Blogs And The Suppression Of Dissent

By | September 8, 2004

Do blogs suppress dissent?

Somewhat against the grain, this, but Michael Feldstein of eLearn magazine reckons blogs can “amplify and accelerate the spread of bad information that leads to bad decisions”. Looking at how stock market bubbles and fashion crazes start, Feldstein says that “the same sorts of problems are likely or even inevitable in certain kinds of online information-sharing that are typical in online education, corporate management, and even political discussion”, according to a press release issued by the magazine. Michael is an eLearn Magazine Editorial Board Member and CEO of MindWires, Inc., a knowledge management consultancy.

What happens, Michael says in the full article, is this: As a discussion develops online, other arrivals to the discussion end up influenced by the conclusions and opinions before them, hence making “decisions based on the decisions of others, discounting (or failing to develop or address) their own private information or judgment.” This leads to “a phenomenon that behavioral economists call an ‘informational cascade’, which is essentially a kind of logical trap that leads groups of perfectly bright, sensible people to participate in illogical “herding” behaviors such as stock-market bubbles and fashion crazes.”

More specifically with blogs, Michael says that the tendency of bloggers to link to other bloggers, usually done as a way of crediting them with the idea, tends to smother discussion or debate: “The very same hyper-linking impulse that makes it easy to pass along an idea with a minimum of effort also makes it easy to appear as if I’m agreeing with the post I’ve referenced when, in fact, I’m just deferring to it.”

It’s an interesting argument. For sure, I think that some hyperlinking in blogs tends towards the uncritical. The blogosphere also still a relatively small community, at least the ghettoes that concern themselves with a particular subject, and it’s perhaps less easy to disagree with someone you know or respect without offending them than if you were having a conversation with them in the pub. Indeed, the public nature of blogs — and all the online comments they attract — may have the effect of dampening debate even as it helps distribute the information to millions of others. Who wants to stick their neck out when everyone can read what you say and you can’t easily retract it?

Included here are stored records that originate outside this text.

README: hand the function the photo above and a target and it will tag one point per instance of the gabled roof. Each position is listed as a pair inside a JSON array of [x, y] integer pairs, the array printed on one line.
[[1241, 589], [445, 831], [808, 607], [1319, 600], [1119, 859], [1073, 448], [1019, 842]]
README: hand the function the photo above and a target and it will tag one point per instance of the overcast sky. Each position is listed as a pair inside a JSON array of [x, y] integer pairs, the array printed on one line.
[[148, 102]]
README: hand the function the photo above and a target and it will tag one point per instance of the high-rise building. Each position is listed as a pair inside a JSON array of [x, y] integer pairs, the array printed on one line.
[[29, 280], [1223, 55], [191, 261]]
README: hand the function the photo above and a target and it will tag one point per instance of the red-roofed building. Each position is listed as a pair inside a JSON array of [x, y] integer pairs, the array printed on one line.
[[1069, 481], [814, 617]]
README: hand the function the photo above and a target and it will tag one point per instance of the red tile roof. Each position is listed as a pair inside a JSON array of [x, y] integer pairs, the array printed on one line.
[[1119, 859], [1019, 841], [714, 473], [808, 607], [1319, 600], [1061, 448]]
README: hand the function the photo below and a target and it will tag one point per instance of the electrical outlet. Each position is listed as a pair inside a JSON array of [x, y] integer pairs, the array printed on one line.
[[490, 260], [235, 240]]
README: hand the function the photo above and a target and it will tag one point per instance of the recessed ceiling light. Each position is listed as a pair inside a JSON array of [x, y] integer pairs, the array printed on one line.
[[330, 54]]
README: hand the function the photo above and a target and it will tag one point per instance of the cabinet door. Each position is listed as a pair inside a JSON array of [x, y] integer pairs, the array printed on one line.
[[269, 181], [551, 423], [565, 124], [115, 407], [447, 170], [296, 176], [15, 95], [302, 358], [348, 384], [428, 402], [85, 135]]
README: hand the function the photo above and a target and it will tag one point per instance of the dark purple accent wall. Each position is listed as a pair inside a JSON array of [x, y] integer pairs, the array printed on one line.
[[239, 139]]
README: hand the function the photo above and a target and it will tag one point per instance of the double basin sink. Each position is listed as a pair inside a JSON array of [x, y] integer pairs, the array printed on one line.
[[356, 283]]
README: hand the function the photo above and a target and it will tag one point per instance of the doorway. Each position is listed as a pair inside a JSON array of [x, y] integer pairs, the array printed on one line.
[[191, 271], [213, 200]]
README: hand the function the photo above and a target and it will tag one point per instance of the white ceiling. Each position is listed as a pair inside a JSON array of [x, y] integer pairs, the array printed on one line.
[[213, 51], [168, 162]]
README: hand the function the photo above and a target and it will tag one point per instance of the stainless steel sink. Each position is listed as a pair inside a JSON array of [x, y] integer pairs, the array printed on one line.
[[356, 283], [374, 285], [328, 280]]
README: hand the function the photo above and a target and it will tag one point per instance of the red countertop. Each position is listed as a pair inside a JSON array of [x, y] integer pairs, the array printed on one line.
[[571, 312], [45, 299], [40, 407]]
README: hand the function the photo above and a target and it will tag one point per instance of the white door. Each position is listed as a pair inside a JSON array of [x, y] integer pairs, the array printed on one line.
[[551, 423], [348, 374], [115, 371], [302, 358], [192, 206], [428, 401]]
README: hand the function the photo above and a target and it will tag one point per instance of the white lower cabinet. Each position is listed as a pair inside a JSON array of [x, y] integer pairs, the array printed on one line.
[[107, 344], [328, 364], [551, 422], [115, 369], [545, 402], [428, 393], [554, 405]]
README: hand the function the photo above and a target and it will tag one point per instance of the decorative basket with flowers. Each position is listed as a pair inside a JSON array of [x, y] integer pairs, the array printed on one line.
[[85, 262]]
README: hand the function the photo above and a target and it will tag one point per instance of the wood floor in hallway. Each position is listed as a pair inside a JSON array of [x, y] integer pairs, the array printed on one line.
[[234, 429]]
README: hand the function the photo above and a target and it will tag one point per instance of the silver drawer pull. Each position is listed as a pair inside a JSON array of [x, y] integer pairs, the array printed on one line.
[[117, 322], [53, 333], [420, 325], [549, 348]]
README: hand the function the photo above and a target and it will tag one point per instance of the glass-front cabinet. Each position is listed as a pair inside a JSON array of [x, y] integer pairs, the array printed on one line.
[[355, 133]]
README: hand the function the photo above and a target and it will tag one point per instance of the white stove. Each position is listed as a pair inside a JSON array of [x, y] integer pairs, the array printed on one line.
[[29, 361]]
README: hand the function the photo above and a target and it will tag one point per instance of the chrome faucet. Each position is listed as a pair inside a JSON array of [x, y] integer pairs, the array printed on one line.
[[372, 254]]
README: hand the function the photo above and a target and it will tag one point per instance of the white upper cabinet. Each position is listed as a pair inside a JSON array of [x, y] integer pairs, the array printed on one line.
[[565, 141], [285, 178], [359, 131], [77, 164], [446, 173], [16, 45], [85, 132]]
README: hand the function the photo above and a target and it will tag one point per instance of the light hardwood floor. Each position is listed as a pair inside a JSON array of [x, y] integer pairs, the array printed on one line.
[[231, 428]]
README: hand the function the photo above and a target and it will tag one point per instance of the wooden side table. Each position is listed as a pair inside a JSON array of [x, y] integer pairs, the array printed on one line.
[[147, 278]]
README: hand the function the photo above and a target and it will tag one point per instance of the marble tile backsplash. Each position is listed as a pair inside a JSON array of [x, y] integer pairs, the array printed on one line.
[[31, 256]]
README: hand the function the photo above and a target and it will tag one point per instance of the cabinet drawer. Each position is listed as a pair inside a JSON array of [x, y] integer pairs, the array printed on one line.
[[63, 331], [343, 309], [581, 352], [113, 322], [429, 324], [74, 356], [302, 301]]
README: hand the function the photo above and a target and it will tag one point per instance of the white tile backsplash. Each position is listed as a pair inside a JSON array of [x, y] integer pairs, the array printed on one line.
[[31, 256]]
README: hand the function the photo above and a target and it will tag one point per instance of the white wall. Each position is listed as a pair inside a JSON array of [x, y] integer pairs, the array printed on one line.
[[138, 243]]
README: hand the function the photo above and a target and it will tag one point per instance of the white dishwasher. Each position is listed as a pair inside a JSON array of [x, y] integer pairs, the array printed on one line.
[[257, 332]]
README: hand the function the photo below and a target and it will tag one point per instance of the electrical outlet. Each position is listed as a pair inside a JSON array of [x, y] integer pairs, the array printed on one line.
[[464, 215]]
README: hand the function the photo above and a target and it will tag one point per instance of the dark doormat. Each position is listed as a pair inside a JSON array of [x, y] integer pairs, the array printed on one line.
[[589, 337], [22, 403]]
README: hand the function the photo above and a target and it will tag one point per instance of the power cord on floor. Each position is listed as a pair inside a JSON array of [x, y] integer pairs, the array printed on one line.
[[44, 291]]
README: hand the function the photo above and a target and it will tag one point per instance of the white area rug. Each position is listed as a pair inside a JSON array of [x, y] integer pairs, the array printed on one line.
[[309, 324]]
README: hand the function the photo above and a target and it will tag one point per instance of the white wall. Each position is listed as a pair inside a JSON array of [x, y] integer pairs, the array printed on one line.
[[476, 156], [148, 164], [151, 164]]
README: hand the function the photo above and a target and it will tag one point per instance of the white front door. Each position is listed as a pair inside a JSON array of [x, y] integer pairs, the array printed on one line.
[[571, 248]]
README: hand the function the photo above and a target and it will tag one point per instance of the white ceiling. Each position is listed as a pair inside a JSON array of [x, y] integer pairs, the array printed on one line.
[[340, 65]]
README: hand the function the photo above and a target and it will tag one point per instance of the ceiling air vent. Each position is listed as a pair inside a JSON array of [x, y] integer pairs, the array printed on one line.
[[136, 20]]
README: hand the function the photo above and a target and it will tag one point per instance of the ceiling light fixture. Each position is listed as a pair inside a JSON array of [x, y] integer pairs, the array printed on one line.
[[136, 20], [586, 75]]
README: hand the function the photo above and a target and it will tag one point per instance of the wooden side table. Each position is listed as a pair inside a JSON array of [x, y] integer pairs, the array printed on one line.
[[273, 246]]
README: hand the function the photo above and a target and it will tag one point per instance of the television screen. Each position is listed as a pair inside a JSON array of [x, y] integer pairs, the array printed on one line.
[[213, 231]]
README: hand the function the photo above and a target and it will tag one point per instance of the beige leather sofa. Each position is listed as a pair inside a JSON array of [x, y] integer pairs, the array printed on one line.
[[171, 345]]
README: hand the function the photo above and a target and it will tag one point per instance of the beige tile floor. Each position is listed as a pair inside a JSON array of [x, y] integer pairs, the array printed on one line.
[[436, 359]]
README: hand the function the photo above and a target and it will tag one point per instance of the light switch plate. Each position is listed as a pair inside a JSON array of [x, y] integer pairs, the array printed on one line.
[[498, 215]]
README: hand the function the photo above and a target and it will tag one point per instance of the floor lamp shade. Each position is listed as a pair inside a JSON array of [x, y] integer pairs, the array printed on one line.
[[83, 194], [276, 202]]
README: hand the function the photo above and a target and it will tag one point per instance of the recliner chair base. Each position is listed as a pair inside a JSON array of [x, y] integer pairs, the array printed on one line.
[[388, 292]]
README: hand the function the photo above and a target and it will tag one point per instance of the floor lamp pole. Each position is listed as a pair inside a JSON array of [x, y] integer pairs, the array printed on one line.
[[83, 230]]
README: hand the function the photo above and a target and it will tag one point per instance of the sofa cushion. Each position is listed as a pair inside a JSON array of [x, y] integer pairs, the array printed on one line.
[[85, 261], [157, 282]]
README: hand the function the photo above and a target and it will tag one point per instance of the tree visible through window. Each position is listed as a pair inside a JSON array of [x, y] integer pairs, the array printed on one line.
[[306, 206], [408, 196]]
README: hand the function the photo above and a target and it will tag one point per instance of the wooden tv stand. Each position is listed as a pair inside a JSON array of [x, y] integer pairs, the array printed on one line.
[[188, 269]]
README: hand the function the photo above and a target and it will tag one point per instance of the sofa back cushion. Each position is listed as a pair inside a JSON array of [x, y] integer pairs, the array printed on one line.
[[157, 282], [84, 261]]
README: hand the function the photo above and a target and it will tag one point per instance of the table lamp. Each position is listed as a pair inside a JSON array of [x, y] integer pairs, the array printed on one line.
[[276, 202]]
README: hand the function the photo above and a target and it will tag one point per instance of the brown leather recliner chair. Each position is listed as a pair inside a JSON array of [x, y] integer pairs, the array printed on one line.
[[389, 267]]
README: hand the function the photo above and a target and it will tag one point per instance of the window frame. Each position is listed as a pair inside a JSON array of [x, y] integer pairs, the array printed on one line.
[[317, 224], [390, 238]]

On the other hand, there’s also plenty of evidence to suggest blogs foster a healthy discussion and if someone says something controversial, it’s likely to be challenged. It’s not always easy to see your words criticised on the Internet but once you get used to it, there’s a lot that can be learned. And while rudeness and personal attacks masquerading as debate abound, in general my experience of blogs and the comments system has been that few feel inhibited about pointing out errors or making well-reasoned counter-arguments. Or am I completely wrong?